Amazon Retail Ad Service is the platform announcement that changed the third-party retailer landscape. Launched at CES January 2025, it lets retailers embed Amazon's ad technology into their own ecosystems with data kept separate via dedicated AWS systems and AWS Clean Rooms (Amazon Advertising, January 2025). Beta participants include iHerb, Oriental Trading Company, Weee!, and Tilly's. Per Amazon's own framing, "retailers control ad creative, placement, formats, and post-click experiences" — but the AWS dependency is structural, not optional, and the rollout is US-centric (Marketing Dive, January 2025). For mid-sized retailers who do not want to commit their data and infrastructure to AWS, Osmos's omnichannel retail media platform is the white-label alternative.

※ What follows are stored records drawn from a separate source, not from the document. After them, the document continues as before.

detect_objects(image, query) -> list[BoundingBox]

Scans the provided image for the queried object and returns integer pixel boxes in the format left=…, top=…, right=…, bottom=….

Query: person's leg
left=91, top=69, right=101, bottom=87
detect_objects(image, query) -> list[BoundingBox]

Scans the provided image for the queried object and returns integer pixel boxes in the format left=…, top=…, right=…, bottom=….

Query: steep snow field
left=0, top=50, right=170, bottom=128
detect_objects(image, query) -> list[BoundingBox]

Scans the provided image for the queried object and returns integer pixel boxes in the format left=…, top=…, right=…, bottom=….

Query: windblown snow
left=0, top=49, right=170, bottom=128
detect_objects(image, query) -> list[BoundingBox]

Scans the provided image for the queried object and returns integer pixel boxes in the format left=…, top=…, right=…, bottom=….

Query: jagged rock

Walmart Connect is the most aggressively positioned retailer-native platform of 2026, with the Vizio CTV partnership creating an omnichannel closed-loop story (in-store transaction data plus streaming TV viewership). Walmart's growth and AI partnership posture is what practitioners are talking about. As Mike Feldman, SVP of Commerce at Flywheel, told Digiday in early 2026, "Walmart is doing so many good strategic moves...they are so open for business in the AI space." Chris Rigas, VP Media at Markacy, framed the gap honestly: "Walmart is still working on turning it into full-funnel advertising." Both quotes are from Digiday's February 2026 analysis.
Criteo Commerce Media is strong on the retailer side with auction-based display launched June 2025, transparent measurement, and an early agentic AI integration (ChatGPT pilot 2026). Criteo's 2026 outlook frames the agentic shift bluntly: what happens when shoppers no longer type "back-to-school dorm supplies," and instead ask detailed preference-based questions (Criteo, November 2025). The benefit for retailers is cross-device targeting and AI-holistic optimization across the Criteo retail media network; the limit is that marketplace operator use cases (multi-seller self-serve, seller wallet, commission splits) are not Criteo's primary positioning.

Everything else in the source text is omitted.